Letteratura

Togliete il Nobel a Dylan e datelo a Murakami

17 Novembre 2016

Il titolo è volutamente una provocazione, ma alla fine Bob Dylan, pur accettando il premio Nobel per la letteratura, non si presenterà a ritirarlo di persona durante la tradizionale cerimonia che si terrà a Stoccolma il 10 dicembre prossimo. Si chiude così la surreale querelle partita un mese e mezzo fa tra il menestrello di Duluth e l’Accademia di Svezia. Conclusione prevedibile, considerata la freddezza con cui lo stesso cantautore aveva accolto la notizia dell’insigne riconoscimento tributatogli. Un tira e molla partito con un lungo e imbarazzante silenzio iniziale, seguito da un timido “grazie” e terminato con il più classico dei “vorrei ma non posso”.

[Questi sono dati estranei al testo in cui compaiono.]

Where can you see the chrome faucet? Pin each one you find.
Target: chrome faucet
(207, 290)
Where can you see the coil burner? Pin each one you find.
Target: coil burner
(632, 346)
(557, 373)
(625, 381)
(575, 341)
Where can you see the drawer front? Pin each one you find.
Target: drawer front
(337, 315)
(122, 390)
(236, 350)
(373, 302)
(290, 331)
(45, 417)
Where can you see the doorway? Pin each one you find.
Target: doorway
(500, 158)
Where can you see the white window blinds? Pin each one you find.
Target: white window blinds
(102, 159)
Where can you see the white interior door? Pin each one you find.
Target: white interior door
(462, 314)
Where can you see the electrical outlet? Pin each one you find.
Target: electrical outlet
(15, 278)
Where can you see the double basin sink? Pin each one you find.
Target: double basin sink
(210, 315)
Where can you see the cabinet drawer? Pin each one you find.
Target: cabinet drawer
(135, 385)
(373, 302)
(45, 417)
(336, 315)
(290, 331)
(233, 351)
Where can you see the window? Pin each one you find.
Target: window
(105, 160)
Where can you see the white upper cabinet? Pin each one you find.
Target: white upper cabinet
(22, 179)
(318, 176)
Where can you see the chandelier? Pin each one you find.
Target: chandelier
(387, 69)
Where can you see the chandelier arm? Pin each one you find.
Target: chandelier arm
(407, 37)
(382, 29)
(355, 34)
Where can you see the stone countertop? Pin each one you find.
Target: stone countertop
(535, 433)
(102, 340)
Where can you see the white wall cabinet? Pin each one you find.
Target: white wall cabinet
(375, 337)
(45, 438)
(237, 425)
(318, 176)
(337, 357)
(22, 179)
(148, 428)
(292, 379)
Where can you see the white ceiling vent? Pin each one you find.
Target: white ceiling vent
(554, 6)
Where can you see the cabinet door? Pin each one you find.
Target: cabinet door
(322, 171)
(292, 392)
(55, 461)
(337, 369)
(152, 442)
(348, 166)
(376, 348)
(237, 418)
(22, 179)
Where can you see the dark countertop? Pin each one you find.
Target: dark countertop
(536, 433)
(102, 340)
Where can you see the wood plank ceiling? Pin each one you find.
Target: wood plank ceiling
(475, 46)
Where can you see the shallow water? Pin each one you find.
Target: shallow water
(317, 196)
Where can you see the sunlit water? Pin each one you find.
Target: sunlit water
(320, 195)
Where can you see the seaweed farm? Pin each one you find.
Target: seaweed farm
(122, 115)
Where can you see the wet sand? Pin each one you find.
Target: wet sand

Certo, non gliel’ha ordinato il medico di presentarsi alla cerimonia: pochi ma documentati precedenti analoghi esistono, è sufficiente leggere uno dei numerosi articoli in rete che segnalano chi il premio non l’ha voluto (pochi) o potuto (molti di più) ritirare.

Ognuno avrà avuto i suoi buoni motivi e di sicuro saranno inderogabili e improrogabili anche gli impegni dichiarati da Dylan, resta il fatto che la vicenda un po’ di amaro in bocca lo lascia. Specie per chi come me da anni tifa per un quasi settantenne scrittore molto riservato che risponde al nome di Haruki Murakami. Già me lo immaginavo ringraziare sul palco per la prestigiosa onorificenza ricevuta, imbarazzato e un po’ ingessato nello smoking ma felice del riconoscimento. E me lo figuro la sera stessa nella sua camera d’albergo tornare nella sua zona di comfort e lasciarsi sopraffare dalle suggestioni della giornata e a fare ciò che più gli piace: scrivere.

A ben guardare anche lui ha dato tanto alla letteratura americana, ma per capire l’ampiezza di questo contributo è bene sapere quanto lui abbia attinto ad essa. Basti pensare a Norwegian Wood, uno dei suoi più celebri romanzi, che lui stesso definisce “autobiografico nel senso in cui lo è Tenera è la notte per Francis Scott Fitzgerald”, o di come si sia lasciato docilmente e magicamente influenzare dall’impetuosa energia di Salinger, o dalla galoppante immaginazione di Philip K. Dick e poi Irving, Capote, Chandler, Carver, e si potrebbe proseguire ancora.

Così facendo Murakami ha intrecciato quel torrente eterogeneo, appassionato e a tratti primitivo che è la letteratura americana del ventesimo secolo con la millenaria tradizione del Giappone, creando un nuovo genere apprezzato da decine di milioni di persone di tutto il mondo.

È vero, una volta ha dichiarato che “la cosa più importante sono i lettori, in confronto a loro i premi e le recensioni non contano nulla”, ma non avrebbe sicuramente negato all’Accademia e al mondo un reverente e grato inchino, com’è giusto per chi – ancorché famoso e talentuoso – non dimentica la gratitudine e il rispetto.